When Cary Fukunaga’s adaptation of Charlotte Brontë’s Jane Eyre was released over a decade ago, some critics wondered how a California-raised, snow-boarding director of Japanese descent, one whose previous film, Sin Nombre, took on Latin American immigration with gritty realism, would handle one of the classics of English literature. The answer turned out to be startling. Released to critical acclaim and popular fanfare, Jane Eyre is now considered a classic. Ranking Fukunaga’s Jane Eyre number one in their countdown of the novel’s best adaptations, Screenrant wrote in 2021, “no other has captured the essence of the novel the way that the 2011 version has.” To celebrate Focus Features' 20th year anniversary as well as Asian American and Pacific Islander (AAPI) Heritage Month, we are showcasing this May the remarkable work of AAPI filmmakers, such as Cary Fukunaga’s adaptation of Jane Eyre.
While Fukunaga was not an obvious choice to adapt a Victorian novel of dark desire and unexpected opportunities, producer Alison Owen believed he could bring something new to the story. “I didn’t want to go the establishment route,” explains Owen. “Sometimes they’re a little cowed by English history and too worried about being faithful to the Brontës.” As a filmmaker, Fukunaga was drawn less to the story’s inherent Englishness as to its universal theme of family and identity. “I've always liked exploring the idea of 'family' or lack thereof,” remarked Fukunaga. “Particularly …the protagonist's having to overcome so many challenges in her youth to find love and true family.”

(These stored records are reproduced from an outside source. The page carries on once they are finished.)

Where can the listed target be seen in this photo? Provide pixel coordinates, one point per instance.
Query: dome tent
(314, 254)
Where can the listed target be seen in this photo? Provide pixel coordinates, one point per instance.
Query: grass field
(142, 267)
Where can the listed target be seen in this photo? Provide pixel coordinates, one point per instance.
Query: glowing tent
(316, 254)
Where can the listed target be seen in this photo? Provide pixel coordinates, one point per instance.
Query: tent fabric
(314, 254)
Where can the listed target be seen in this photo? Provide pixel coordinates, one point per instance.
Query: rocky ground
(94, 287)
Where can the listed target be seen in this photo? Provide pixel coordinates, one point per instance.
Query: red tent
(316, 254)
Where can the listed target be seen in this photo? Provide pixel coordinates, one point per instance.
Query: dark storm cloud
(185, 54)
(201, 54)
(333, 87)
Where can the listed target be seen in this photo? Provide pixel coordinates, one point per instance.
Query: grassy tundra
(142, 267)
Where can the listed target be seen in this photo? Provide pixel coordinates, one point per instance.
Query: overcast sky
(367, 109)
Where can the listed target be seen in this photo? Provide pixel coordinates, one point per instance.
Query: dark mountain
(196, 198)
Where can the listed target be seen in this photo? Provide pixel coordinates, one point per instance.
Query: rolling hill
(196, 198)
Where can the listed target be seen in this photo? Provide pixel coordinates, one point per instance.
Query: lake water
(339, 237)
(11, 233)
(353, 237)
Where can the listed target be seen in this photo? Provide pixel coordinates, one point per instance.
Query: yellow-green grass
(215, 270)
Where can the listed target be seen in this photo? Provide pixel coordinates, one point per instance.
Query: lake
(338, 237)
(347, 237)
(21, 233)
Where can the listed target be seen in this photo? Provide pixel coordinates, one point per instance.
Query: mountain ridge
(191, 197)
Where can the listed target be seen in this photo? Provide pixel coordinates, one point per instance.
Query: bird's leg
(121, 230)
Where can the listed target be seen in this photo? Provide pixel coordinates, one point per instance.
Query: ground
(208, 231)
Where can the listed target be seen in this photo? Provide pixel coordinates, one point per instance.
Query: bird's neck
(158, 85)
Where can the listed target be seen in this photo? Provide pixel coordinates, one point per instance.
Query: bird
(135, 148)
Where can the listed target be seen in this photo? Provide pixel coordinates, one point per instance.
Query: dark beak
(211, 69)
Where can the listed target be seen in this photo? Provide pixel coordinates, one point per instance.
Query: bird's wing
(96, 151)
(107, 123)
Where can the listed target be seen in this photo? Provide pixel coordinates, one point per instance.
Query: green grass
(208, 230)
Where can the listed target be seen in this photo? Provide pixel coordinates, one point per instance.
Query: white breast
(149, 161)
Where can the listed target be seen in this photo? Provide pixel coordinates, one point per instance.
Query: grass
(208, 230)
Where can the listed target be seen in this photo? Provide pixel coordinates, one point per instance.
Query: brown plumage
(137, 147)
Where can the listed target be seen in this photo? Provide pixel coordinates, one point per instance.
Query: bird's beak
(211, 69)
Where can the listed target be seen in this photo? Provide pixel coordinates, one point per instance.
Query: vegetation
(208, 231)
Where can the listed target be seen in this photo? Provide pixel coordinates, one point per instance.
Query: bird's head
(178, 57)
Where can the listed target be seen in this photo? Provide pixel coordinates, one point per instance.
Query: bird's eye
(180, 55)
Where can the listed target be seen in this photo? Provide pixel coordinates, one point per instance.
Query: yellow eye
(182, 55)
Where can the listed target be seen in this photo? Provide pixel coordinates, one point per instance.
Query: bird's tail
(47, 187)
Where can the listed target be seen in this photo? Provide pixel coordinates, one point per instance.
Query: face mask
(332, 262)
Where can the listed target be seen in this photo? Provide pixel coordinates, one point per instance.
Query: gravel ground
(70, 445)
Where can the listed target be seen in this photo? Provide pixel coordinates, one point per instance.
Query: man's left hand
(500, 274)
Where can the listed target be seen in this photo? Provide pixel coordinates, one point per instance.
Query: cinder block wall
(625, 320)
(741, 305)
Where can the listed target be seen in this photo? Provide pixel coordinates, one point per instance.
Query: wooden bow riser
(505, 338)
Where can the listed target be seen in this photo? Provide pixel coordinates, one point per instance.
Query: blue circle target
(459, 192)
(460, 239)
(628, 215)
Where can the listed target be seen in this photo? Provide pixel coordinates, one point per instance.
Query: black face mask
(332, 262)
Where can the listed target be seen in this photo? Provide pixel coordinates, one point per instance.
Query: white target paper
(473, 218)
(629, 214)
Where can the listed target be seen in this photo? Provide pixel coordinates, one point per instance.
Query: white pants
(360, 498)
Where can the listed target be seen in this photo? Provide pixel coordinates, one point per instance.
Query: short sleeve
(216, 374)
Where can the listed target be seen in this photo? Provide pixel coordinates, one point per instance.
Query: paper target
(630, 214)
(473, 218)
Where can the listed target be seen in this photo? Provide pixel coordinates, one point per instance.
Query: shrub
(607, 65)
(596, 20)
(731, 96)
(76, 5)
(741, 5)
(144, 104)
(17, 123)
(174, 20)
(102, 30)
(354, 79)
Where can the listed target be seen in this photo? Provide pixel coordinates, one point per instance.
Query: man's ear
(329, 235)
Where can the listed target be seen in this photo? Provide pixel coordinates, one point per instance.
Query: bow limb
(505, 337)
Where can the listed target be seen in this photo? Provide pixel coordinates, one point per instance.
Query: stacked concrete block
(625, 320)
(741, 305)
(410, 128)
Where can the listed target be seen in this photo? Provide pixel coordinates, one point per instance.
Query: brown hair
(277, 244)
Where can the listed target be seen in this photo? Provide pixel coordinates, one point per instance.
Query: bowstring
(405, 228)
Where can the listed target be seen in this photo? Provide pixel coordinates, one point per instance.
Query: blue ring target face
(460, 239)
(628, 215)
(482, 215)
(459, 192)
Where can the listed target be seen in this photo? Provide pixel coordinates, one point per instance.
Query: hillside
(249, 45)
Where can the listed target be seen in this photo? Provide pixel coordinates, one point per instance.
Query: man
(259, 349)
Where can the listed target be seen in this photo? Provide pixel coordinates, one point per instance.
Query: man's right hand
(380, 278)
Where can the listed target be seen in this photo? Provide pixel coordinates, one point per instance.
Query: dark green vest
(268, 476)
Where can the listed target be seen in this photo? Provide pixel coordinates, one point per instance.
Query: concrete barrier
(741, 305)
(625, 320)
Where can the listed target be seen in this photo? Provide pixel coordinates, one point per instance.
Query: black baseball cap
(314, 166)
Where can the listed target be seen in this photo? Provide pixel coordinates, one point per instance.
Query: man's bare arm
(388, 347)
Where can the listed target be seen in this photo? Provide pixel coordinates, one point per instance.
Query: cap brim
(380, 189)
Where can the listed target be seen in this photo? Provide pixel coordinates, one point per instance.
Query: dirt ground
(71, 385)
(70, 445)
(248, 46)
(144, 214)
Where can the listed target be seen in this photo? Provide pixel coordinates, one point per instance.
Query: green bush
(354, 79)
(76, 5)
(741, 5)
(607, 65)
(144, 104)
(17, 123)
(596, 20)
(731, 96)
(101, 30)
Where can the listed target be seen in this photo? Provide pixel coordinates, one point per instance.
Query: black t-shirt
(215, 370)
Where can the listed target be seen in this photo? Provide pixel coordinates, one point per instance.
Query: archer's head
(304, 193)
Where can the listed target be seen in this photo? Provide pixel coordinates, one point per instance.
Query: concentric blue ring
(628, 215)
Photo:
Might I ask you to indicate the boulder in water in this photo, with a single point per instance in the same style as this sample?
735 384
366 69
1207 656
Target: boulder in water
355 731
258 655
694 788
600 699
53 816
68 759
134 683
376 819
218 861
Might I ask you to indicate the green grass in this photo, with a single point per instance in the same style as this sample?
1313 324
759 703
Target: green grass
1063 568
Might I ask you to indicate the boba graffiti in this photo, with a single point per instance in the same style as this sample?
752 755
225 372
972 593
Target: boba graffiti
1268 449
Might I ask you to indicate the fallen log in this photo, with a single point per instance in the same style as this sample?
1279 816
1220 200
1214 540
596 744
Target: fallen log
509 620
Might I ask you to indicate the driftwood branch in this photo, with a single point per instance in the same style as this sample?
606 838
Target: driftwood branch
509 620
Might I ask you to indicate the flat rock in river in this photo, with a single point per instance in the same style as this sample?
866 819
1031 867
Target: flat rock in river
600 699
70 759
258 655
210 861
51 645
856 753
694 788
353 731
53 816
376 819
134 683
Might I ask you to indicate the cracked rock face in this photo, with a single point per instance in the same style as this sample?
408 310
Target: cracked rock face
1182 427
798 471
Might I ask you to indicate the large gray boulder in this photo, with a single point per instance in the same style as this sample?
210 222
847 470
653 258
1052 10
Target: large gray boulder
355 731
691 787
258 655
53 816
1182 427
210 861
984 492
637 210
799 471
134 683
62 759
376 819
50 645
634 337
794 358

Born to a Japanese-American father (whose father was sent to an American internment camp during World War II) and a Swedish-American mother, Fukunaga grew up in a family that showed him how to see the world from diverse perspectives. "No doubt that a multicultural upbringing makes it very easier for you to access and understand stories of cultures far removed from your reality," Fukunaga explains. And however painful, his father’s and grandfather’s struggles gave him a deep-set empathy. As Fukunaga notes, “the psychological trauma inherited from [my father’s] childhood defines who I am." It is that cultural empathy that allows him to capture the passion of Latin American immigrants and 19th-century heroines equally well. As one critic points out, “what Fukunaga is doing with Jane Eyre is very much what [Ang] Lee did with Jane Austen’s Sense and Sensibility…teasing out a universal theme of enduring love from an outsider’s point of view.”
With the Australian-born Mia Wasikowska as the title character and the German-born Michael Fassbender as the fiery Mr. Rochester, Fukunaga crafted a different kind of Jane Eyre, one that is, according to USA Today, “both faithful to Charlotte Brontë's classic and distinctively original.” With cinematographer Adriano Goldman, Fukunaga shot to capture the full range of emotions, from the internalized terror of gothic manor to the fresh bloom of young love in spring. His meticulous attention to detail allows him to express what makes the story classic. “Nailing the period furniture and accents and flowery language,” notes CinemaBlend, “Fukunaga focuses on the tiny, universal details, knowing those are the things that have made Jane Eyre a beloved, irresistible tale for a century and a half.